GSA Connects 2021 in Portland, Oregon

Paper No. 39-4
Presentation Time: 2:20 PM


TODD, Claire1, IRESON, Rosemary2, SHEFLO, Allison2 and KOUTNIK, Michelle3, (1)Geological Sciences, California State University, San Bernardino, 5500 University Parkway, San Bernardino, CA 92407, (2)Department of Geosciences, Pacific Lutheran University, Tacoma, WA 98447, (3)Department of Earth and Space Sciences, University of Washington, Box 351310, 070 Johnson Hall, Seattle, WA 98195

We use field observations and satellite imagery of the terminus of Emmons Glacier, Mount Rainier, WA to locate stagnant ice, and to understand the evolution of the glacier terminus in response to declining mass balance. Emmons Glacier is the largest glacier on Mount Rainier, and supplies the White River, a tributary of the Puyallup River Watershed. Analysis of satellite imagery since 2006, available through the National Agricultural Imagery Program, shows 103 m of terminus retreat at the centerline of the glacier, compared to 87 m of retreat on the western margin and 73 m of retreat on the eastern margin. Preliminary analysis of proglacial sediment on the valley floor, immediately in front of the western glacier margin, suggests the deposition of angular supraglacial debris; while subglacially transported debris dominates proglacial sediment in front of the glacier centerline, where the White River emerges. Satellite imagery of this midpoint shows a widening ice face, consistent with a lowering ice slope at the terminus.
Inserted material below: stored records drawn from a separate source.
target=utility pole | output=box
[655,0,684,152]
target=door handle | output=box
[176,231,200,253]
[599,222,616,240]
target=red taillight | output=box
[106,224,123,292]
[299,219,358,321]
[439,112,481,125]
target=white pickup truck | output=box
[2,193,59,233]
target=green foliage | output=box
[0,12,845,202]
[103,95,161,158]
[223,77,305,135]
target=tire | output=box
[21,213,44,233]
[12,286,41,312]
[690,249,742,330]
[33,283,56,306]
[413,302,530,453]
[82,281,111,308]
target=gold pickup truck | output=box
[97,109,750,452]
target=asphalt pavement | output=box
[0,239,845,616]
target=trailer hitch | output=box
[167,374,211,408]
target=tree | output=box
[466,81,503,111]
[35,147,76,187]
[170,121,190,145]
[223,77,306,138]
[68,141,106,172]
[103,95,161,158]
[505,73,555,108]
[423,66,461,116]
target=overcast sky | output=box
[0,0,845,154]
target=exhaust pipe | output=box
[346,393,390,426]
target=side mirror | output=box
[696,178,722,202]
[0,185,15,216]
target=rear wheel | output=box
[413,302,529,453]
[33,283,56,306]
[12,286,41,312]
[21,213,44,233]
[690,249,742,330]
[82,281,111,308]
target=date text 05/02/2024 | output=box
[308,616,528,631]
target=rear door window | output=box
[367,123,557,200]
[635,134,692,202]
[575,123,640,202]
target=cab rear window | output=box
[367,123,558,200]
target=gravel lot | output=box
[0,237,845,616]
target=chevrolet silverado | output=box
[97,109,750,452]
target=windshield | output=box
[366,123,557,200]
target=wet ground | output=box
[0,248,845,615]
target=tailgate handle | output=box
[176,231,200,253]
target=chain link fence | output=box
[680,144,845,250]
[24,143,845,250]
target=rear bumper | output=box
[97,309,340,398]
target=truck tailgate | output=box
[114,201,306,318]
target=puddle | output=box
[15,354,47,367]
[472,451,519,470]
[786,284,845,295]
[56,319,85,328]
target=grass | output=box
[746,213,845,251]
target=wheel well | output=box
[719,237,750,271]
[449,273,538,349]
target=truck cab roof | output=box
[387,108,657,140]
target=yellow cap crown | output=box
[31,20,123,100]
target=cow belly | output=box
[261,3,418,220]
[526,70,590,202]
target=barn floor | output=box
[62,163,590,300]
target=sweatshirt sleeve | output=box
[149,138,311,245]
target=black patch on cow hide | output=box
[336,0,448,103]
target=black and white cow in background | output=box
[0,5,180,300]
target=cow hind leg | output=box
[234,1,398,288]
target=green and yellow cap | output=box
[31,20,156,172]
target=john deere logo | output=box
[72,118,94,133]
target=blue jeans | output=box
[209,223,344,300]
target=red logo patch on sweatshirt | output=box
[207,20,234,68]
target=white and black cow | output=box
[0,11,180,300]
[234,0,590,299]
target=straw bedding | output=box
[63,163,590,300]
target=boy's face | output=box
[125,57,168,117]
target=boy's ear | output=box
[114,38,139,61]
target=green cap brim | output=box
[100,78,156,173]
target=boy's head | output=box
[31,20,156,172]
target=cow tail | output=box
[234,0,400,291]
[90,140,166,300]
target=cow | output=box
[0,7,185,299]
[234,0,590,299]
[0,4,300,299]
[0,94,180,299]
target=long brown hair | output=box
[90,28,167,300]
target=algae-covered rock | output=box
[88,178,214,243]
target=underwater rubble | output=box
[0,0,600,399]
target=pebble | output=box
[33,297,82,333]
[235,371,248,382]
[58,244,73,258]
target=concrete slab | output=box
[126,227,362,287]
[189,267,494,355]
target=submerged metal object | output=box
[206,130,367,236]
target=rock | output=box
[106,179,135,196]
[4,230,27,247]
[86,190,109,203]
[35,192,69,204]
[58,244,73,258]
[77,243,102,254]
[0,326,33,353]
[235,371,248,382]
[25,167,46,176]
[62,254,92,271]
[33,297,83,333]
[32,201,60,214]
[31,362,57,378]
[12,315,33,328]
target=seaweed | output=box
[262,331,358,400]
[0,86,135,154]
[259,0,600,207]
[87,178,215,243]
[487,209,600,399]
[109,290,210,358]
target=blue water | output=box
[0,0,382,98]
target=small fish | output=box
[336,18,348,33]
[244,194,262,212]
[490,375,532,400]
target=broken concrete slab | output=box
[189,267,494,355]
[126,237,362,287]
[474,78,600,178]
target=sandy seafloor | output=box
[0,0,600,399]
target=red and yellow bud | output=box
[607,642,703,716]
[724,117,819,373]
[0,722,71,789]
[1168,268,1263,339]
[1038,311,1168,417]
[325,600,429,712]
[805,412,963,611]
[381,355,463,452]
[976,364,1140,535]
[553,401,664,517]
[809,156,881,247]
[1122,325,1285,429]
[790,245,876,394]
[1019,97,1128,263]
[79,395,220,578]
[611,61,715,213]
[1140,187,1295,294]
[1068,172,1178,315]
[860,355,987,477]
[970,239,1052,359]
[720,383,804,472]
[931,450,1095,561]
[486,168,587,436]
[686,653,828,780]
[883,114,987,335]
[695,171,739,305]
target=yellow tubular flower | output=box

We interpret the length of this ice face as an approximate limit of active ice flow at the glacier terminus, which represented ~20% of the total length of the 2019 terminus margin. Subglacial meltwater streams emerging from the terminus have been limited to this active portion of the terminus since 2006. Although seasonal variation in the location of these channels is not fully captured in satellite imagery analyzed for this study, there is limited remote sensing or field evidence of substantial and sustained meltwater release from the eastern and western margins since 2006. Our findings suggest that Emmons Glacier ice is stagnating at the terminus front. Continued negative glacier mass balance will likely result in the expansion of stagnant ice, and increased concavity of the glacier terminus margin.